The student he was talking to before speaks up, "If you think of the processor as the brain of the computer, then the data bus is the spinal column."  Hmm, not bad, dude.  Hey, wait...  Wasn't the teacher touting the bus speed of the G5 before?  If he didn't know what the bus was, why was he so excited about how fast it went?  Hmm.

Skipping a few items of "nomenclature", the only interesting term he offered was with the term "Imposition Software", which is software that arranges smaller pages onto a larger sheet of paper so that they are in the correct order when the paper is cut and bound.  Not really a startling revelation.

Then he started to use the computer.  It was pretty clear that he knew what he was doing, but I have several problems with his technique.

  1. Too Darn Slow - He just wouldn't talk fast enough.  I was peeling my eyelids back to keep from passing out during his increasingly long lecture.
  2. Wouldn't use menus - This is a big problem with people that, in my opinion, "Just Don't Get It."  He insisted on teaching commands by providing the shortcut keys.  Shortcut keys are great, but when you don't know the command you're looking for, it will be more handy to know where other similar menu items are so that you might find it amongst them.  Of course, on the Apple, this concept of grouped menus may not apply, but I won't know because I wasn't shown them.
  3. Fiddled With the Mouse - It wasn't annoying at first, but it became moreso as he progress through his hour monologue.  He kept flinging the mouse about the screen too quickly to see the pointer and playing with things.  It would have been quite disturbing for any computer novices, since you couldn't really tell when he was actually showing something or just screwing around.

At one point, he was showing the use of the Undo command.  (By the way, the students have yet to touch a computer by this time, even though we're sitting in a room full of them.)  He says, "You can press Command-Z to Undo what you last did.  Photoshop will let you Undo up to 199 things!"  Gee, wow!

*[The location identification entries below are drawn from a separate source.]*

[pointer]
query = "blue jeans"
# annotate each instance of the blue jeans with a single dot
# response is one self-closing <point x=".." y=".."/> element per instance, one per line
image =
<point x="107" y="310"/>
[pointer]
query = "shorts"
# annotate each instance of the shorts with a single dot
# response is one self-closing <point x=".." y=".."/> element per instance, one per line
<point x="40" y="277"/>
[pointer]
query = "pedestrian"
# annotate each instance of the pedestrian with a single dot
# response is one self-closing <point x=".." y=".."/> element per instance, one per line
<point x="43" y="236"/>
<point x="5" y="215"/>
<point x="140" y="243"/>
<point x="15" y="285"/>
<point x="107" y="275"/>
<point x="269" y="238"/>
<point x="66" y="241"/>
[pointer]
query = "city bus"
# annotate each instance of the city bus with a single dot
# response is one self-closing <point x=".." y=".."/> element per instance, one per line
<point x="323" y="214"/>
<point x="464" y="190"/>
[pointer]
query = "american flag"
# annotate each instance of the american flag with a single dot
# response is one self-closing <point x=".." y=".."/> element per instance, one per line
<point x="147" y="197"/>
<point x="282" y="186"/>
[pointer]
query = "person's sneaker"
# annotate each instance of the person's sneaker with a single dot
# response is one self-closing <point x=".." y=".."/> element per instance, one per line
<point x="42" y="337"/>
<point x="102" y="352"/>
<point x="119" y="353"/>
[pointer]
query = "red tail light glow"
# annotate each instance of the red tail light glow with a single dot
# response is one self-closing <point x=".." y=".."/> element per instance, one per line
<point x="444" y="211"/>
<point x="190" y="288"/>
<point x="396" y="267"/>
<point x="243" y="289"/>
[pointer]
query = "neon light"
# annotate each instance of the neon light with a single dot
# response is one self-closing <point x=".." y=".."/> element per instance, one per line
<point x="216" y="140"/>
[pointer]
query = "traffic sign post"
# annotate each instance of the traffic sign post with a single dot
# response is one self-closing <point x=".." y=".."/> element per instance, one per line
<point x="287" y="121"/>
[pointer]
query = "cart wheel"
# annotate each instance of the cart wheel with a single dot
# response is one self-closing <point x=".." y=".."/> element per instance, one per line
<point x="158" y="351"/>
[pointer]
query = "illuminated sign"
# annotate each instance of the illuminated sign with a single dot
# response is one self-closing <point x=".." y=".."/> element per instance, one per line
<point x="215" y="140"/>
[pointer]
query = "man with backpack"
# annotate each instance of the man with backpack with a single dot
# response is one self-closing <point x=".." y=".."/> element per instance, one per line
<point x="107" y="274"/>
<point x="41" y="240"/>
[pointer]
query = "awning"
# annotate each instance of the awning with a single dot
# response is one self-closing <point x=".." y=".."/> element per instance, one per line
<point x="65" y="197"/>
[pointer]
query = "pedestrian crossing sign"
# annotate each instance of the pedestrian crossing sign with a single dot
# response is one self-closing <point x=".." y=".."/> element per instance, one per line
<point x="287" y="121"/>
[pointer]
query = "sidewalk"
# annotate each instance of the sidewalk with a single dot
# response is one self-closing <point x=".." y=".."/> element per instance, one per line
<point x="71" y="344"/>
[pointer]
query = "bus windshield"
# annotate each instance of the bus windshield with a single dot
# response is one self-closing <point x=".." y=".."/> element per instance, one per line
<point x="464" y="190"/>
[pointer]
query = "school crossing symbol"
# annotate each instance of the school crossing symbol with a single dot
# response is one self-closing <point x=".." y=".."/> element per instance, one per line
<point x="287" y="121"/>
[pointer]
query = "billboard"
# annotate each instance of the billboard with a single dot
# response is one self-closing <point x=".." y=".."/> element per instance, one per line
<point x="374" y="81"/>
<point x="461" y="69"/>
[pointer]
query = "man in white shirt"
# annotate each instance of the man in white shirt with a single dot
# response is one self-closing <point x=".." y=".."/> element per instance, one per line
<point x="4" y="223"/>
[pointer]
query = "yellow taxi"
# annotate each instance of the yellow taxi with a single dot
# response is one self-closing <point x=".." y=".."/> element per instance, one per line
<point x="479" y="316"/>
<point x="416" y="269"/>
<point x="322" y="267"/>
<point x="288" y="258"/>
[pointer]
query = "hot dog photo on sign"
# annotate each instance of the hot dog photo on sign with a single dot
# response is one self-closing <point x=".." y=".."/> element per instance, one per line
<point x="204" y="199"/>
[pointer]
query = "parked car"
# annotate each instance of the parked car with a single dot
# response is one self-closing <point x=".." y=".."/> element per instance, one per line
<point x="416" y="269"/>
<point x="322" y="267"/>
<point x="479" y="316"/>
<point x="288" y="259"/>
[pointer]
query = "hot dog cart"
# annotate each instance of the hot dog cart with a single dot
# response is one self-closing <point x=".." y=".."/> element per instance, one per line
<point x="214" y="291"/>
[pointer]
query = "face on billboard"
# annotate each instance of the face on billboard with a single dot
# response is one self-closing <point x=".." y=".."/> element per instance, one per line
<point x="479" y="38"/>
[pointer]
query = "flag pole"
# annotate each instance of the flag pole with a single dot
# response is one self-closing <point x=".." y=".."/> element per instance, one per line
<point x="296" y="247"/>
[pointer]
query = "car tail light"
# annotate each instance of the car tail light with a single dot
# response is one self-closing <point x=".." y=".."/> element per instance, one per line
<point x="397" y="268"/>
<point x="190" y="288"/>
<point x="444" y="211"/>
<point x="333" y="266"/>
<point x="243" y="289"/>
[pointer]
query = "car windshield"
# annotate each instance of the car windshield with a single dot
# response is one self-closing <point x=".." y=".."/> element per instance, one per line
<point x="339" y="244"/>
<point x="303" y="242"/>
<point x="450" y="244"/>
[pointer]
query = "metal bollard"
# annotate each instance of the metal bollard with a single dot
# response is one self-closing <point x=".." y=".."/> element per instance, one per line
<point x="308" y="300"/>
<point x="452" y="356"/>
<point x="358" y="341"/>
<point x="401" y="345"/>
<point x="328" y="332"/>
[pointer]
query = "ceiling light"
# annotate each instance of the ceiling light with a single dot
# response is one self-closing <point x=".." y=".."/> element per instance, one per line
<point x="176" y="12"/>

A classmate asks, "What about Redo?"  He's referring to the feature that lets you re-do something that you undid, asking if that feature exists like if does in the other programs with which he is familiar.

"Yes, Redo," says Professor Will in an inflection connoting, Thanks for correcting me, I can't believe I got that wrong, but I'm about to fix my mistake by telling you about the actual Undo feature.

"...and if you press Command-Shift-Z, you can Undo what you Redid.  So press Command-Z to Redo, and Command-Shift-Z to Undo the Redo."  Patently wrong and air-brained, and so simple that one must wonder how it could have been expressed incorrectly, especially if his whole aim was to provide us with terminology for the class.  The student who asked the question rolled his eyes, as did several others without correcting the professor.

So far, I had learned "Imposition Software", watched students make up for the professor's incompetence at least five times, and pretty much felt as if I had wasted the previous two hours of my life, a full 4% of the total time alloted for this class.

At the first sign of a break, I perked up, and when we were dismissed for ten minutes, I bolted over to the registrar's office to dump this teacher and his crappy lessons.

I wonder if I could have hung in there a little longer.  Actually gotten to touch the Mac and use Illustrator.  Maybe things would have improved.  But he clearly didn't listen to our feedback.

Here is a true concern:  This professor obviously knew something about art but insisted on teaching how to use the computer.  So when he has taught computer use badly, and evaluates our projects, will he grade based on his lousy computer tutelage or on the artistic expertise which he did not impart?  A curious thought, I think.

I wasn't going to risk my grade finding out.